“In 1999 we established the office because we kind of had the situation then that we had contacts, people were interested in our technology, but it was just like nobody would give you a contract if you had no local representation. There was no way. And obviously it doesn’t work. So it was kind of a hen and egg problem with looking for the first real project and establishing a local office,” Staib says.
More Sophisticated Systems
Now, 10 years later Init has flourished in the United States, which Staib admits has been helped by changes in the transit market. I asked if he felt that technology gap had closed in the decade since he first pitched the company, and his response, “Absolutely.”
“[It is] way more sophisticated than it was 10 years ago. Looking forward technology and really evaluating technology. At that time kind of, people wanted a GPS system. Many really had no clue exactly from a more functional level and specifically highly sophisticated functions. They just wanted a GPS system that shows where their buses are on a map. It was pretty much it.
“And I guess the major drive toward a more sophisiticated technology comes through the real-time passenger information requirements that you see all over the place. Real-time passenger information, customer service information. That pretty much drives the need for more functional systems. And this is, I guess, the major change that we see.
“And then also there are agencies who operate under a very high functional operational level. Very flexible. Having very flexible operational modes they really manage, control their service. They don’t just have the buses out there. Let them run and do whatever. Have a map so they can see where the icons are and they are happy.
“No, they really want to manage service in a proactive way. And they are looking for the proper tools to do that.”
Staib says these high functionality systems are looking to make service changes not by the quarter or by the month, but much faster — by the minute.
“It doesn’t really matter from a customer perspective,” Staib says. “This is what I said, that customer orientation changed.
“The customer doesn’t really [care if] that bus comes, if that bus is half an hour late. As long as the buses come regularly. And there are many agencies right now who look into service modes like this.
“If all of a sudden the bus breaks down, bring another bus in, spread the buses out along the line, let them short turn, pull a bus out here, move them to there, all these actually. We name it CASR, Computer Added Service Restoration actions.”

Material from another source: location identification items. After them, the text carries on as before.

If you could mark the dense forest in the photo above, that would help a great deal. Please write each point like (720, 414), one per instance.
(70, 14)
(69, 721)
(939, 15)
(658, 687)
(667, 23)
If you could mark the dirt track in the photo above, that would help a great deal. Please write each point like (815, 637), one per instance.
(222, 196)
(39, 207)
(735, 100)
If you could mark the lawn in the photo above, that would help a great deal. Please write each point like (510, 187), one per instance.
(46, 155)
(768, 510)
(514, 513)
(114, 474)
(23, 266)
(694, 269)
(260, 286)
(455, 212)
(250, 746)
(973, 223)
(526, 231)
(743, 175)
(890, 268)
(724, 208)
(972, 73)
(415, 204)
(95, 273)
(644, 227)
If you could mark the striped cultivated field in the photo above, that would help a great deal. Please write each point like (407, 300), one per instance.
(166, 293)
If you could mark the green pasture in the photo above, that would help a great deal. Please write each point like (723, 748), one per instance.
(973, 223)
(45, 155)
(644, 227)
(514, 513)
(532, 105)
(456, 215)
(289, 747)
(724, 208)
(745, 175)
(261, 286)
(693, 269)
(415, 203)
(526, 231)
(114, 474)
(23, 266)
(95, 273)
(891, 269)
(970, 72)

Staib says this a more active way of running a system that links really good passenger information with operational control allowing them to work closely together to make better ad hoc changes. One difference in a system such as this would be the placement of street supervisors in the operations center instead of, well, on the street.
“Historically the dispatchers didn’t really know what was going on out there,” Staib says.

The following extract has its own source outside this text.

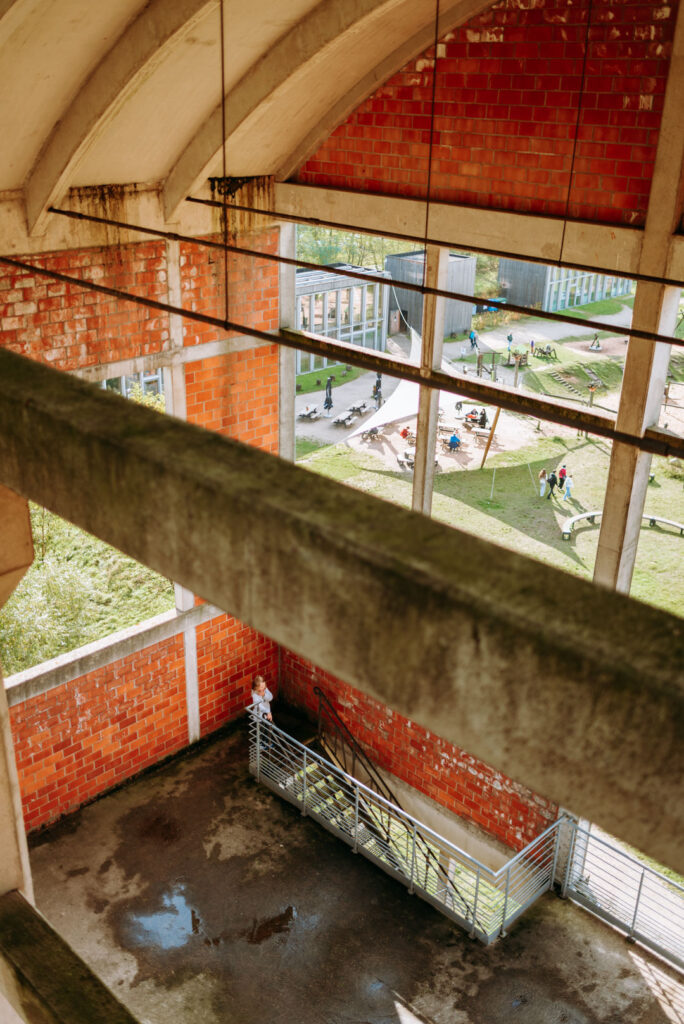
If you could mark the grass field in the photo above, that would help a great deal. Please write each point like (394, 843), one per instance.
(78, 590)
(505, 507)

“So you had on-street supervisors. And these on-street guys pretty much managed the traffic. They told whatever bus, hey turn around, go back, you’re too close to the one in front of you. And all this functionality now can be done by a central dispatcher based on all this information that’s in the CAD/AVL system. So that changes.

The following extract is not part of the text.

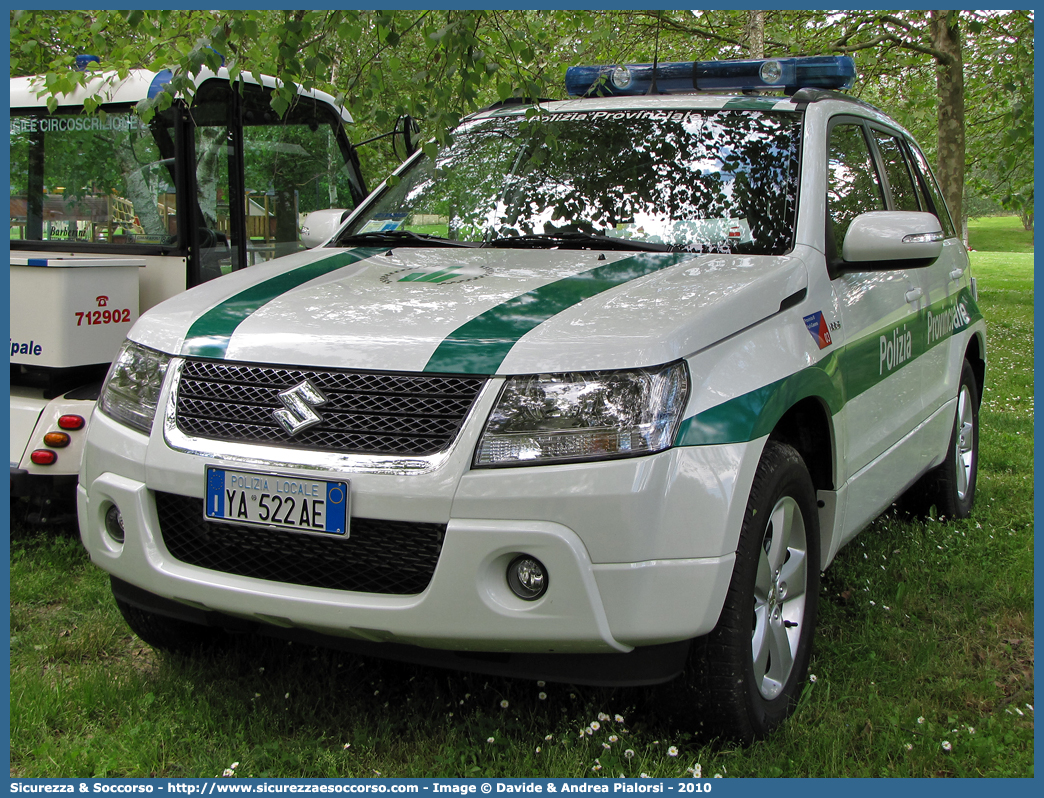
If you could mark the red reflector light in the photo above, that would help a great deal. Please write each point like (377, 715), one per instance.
(44, 458)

“I know for example from a German agency, they computed the benefits of buying that system and they got their ROI just by pulling all these many people that they had out there into the control center. They didn’t need so many people anymore and could provide a better quality of service.”
Init has offices in six different countries on four different continents. With the advancement of technology in public transportation, I asked Staib if he felt that transit was becoming more similar around the world.
“Transit is surprisingly similar. There are specifics,” Staib says. Mainly due to work relations where local law comes in.
“Overall and I think it’s coming together. Ten years ago you saw a completely different style of how transit is operated [in the United States] compared to Germany, compared to Sweden, for example. But more and more the way how transit is managed it’s an international way.